Both the video lectures and the book coast through some important topics that they should have spent more time explaining. The homework exercises and quizzes are definitely useful, but the subpar teaching efforts meant that I had to refer to outside sources for understanding the key concepts.

創建者 Jing Z

2016年2月8日

I just realized that you have to upgrade(pay $49) in order to submit the quiz and receive the feedback. That's depressing since my purpose is to watch the video and check out what I learned so far without getting any certificate. The policy here bring huge inconvenience for people like me.

創建者 Grigory S

2018年8月20日

One of the most difficult courses in the whole programme. From my point of view it is very important, but not so well explained. I had to go through other training sessions in order to understand the concept based on numerous practical examples and then return to Coursera to finish it up.

創建者 Stefano G

2017年7月20日

I love the content but:

imprecision (a lot),

lack of explanation

...

for one of the most difficult subject in the specialization.

Last commit/update for the video from the teacher 1/2 year ago: are the materials update?

創建者 Coral P

2017年7月20日

I would like to propose that instead of putting the optional reading materials at the back, it should be put up front and mandatory. Else we can't follow the videos

創建者 Jorge P

2016年6月7日

Should cover a lot of dfificuties when the model assumptions are violated and should be for a longer time or having a second course about this theme.

創建者 João R

2017年8月20日

Needs more practical examples. Could be rerecorded. I love mathematical theory but past week 2 it is really too theoretical, in my opinion.

創建者 Brian

2016年2月12日

way to much emphasis on non-data science. This one course covers more information that the rest of the courses combined..

創建者 Rich

2016年3月2日

Very difficult. Needs homework problems guided by videos like Statistical Inference coarse to make easier.

創建者 Polly A

2021年5月3日

Would love to "Unenroll" but can't.

Can someone please take this course off my dashboard?

創建者 Albert B

2017年1月9日

To fast pace and missing lot of content to make this lesson enjoyable!!!

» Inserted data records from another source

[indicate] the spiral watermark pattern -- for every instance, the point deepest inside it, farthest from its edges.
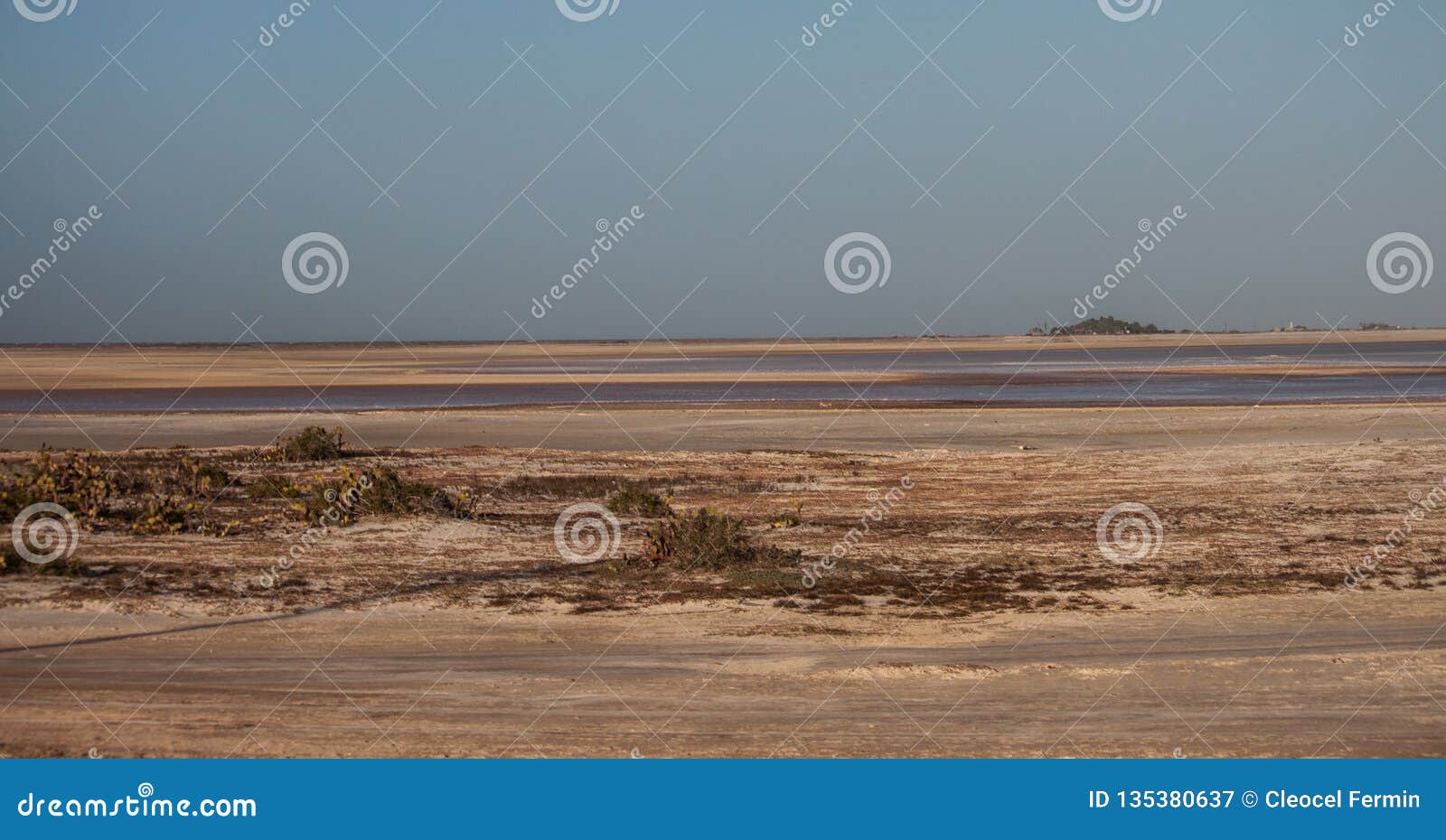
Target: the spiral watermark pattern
(857, 262)
(43, 532)
(585, 11)
(1128, 11)
(1399, 262)
(1128, 532)
(42, 11)
(586, 532)
(315, 262)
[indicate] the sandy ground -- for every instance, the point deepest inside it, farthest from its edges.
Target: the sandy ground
(978, 618)
(1245, 677)
(727, 428)
(112, 366)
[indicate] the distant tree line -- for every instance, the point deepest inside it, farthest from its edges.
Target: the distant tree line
(1108, 325)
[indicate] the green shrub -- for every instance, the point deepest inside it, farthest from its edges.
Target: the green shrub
(349, 496)
(710, 539)
(310, 444)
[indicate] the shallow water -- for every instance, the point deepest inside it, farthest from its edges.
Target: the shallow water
(1108, 376)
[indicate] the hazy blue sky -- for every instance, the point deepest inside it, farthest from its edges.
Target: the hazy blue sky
(1269, 141)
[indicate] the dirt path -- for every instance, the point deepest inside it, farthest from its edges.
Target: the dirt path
(1334, 674)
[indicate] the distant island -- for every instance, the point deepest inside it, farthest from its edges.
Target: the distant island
(1108, 325)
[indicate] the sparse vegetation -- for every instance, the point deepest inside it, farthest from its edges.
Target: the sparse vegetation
(343, 499)
(713, 541)
(1110, 325)
(636, 500)
(310, 444)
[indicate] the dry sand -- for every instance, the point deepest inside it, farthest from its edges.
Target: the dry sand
(28, 368)
(976, 619)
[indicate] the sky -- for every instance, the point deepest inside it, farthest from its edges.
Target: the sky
(1005, 155)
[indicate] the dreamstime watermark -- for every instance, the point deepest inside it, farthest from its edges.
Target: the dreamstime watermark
(1128, 11)
(45, 532)
(1128, 532)
(828, 21)
(857, 262)
(42, 11)
(586, 11)
(586, 532)
(879, 508)
(70, 233)
(612, 233)
(1154, 233)
(339, 503)
(1399, 262)
(1370, 21)
(315, 262)
(284, 21)
(1422, 507)
(139, 806)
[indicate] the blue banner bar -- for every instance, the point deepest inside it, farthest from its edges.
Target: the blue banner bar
(727, 798)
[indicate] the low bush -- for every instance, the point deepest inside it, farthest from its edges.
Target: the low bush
(310, 444)
(710, 539)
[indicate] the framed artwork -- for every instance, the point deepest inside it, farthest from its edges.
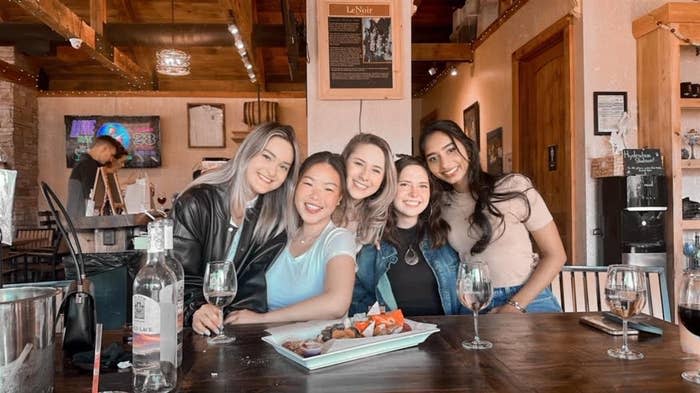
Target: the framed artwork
(471, 122)
(608, 108)
(359, 44)
(205, 125)
(494, 151)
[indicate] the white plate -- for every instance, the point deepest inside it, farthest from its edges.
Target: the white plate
(365, 346)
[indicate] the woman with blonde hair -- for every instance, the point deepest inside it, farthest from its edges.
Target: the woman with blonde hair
(240, 212)
(371, 184)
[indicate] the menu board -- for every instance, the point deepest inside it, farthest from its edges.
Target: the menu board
(140, 136)
(359, 49)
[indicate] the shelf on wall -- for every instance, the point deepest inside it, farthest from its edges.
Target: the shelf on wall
(691, 225)
(690, 103)
(690, 164)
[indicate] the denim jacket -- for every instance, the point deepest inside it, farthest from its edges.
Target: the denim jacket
(372, 282)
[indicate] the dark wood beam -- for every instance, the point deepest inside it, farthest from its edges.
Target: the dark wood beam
(442, 52)
(14, 74)
(69, 25)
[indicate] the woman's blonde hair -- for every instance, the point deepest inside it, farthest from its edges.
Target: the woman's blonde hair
(277, 213)
(372, 210)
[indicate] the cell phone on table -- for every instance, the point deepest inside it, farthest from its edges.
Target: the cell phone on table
(608, 326)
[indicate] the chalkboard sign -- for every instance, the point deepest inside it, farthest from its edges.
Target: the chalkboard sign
(140, 136)
(642, 162)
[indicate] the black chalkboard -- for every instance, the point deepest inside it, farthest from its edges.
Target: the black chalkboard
(642, 162)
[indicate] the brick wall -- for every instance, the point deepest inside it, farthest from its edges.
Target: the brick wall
(19, 140)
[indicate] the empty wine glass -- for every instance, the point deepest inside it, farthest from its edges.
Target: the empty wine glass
(689, 312)
(220, 287)
(626, 294)
(475, 292)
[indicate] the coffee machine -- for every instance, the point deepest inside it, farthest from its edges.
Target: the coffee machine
(633, 210)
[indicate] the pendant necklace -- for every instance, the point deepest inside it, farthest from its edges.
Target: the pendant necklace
(410, 257)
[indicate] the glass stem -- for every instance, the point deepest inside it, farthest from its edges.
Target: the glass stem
(625, 348)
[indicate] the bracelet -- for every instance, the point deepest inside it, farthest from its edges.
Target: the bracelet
(516, 305)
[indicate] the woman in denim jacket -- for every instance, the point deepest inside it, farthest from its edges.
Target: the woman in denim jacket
(397, 274)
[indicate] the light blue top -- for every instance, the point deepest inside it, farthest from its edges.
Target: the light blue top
(291, 280)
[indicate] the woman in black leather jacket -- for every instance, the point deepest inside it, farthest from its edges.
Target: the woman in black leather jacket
(240, 211)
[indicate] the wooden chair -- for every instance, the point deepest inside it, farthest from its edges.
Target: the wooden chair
(582, 288)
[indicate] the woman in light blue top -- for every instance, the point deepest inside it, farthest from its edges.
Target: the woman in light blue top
(313, 277)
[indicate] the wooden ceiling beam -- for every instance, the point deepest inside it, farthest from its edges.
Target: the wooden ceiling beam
(14, 74)
(442, 52)
(66, 23)
(98, 15)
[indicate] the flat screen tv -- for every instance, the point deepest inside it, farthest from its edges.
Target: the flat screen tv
(140, 135)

創建者 Rezoanoor/CS/Rezoanoor R

2020年4月20日

The course was nowhere near of interesting. It was arduous and boring.

創建者 Izabela E

2016年8月12日

Difficult, fast peaced and not well explained. Requires a lot of work.

創建者 Sepehr S

2016年3月11日

The instructor is not good and doesn't explain things clearly.

創建者 Daniel R

2016年5月14日

Some topics that are important, are obviated

創建者 Joseph D

2016年4月29日

Coursera keeps changing my rating. Not cool.